Some smart pitwork, allied to a sticking rear wheelnut on Verstappen’s car, eventually put the Ferrari ahead when they stopped on the 18th and 19th laps, and after that the main challenge to Ferrari came from Hamilton’s team-mate Bottas, who had started ninth, on the more durable but less grippy soft-compound tyres, after getting a five-grid place drop for a gearbox change.
By running a whopping 32 laps, Bottas overtook the Ferraris during their own tyre stops, then came back at them when they were running soft tyres and he was on the faster supersofts.
Vettel resisted at Stowe on the 42nd lap – he’d learned something from Verstappen – but Bottas simply blasted by him going up to the corner the following lap, and set off after Raikkonen.
That was when fate took over, for first Raikkonen, on the 49th lap, then Vettel on the 50th, suffered identical front left tyre failures, and dived for the pits. That left Hamilton and Bottas to finish first and second, and Raikkonen to mop up with a distant third, Vettel slumped to seventh, behind Verstappen, Daniel Ricciardo and Nico Hulkenberg, and thus saw his 20-point lead wiped out.
“We did an exceptional job as a team,” Hamilton gushed. “The car felt great, the strategy was perfect, and Valtteri did an exceptional job to come back from eighth. It’s been a perfect weekend for us as a team.
“I did a very good start and was able to manage the gap between myself and Kimi, and bit by bit I extended my lead. The plan was to stop on lap 19 and we extended that quite a bit, to lap 25. I was managing the 12 to 14s gap to Kimi and I could see him on the screens round the track, and I could see the fight Valtteri was having with Seb.
“Personally, I don’t take too much from Seb’s incident, just from our perfect weekend. We arrived with all the smoke and mirrors and so much negativity trying to pull the weekend down, but the fans were out and out loving it all weekend, regardless. To be able to go out and perform for them… I’m just so proud of all the work the team have done. The last few races we’ve had pace and not been able show a result. We’re still not perfect, but I hope we now have more perfect races to come.”
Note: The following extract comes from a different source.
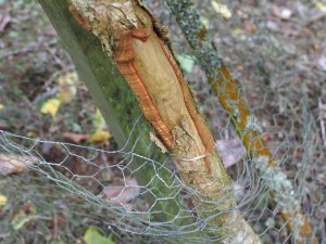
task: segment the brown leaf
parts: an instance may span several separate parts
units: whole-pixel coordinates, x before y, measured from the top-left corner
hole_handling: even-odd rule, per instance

He was sweating, he later explained, not because of the race but because of all the crowd-surfing he had been doing with the fans.
“When I crossed the finish line I could have kept going. The amount of crowd support I’ve had, the energy from my friend Billy Monger [the teenager who lost his legs in April in a racing accident], the Great Ormond Street Hospital kids, the Starlight kids, and my new friend Michael who is suffering from cancer and came down from South Africa… They’ve given me support that I don’t think any other driver gets, even in their home countries, and I dedicate this race to all of them.”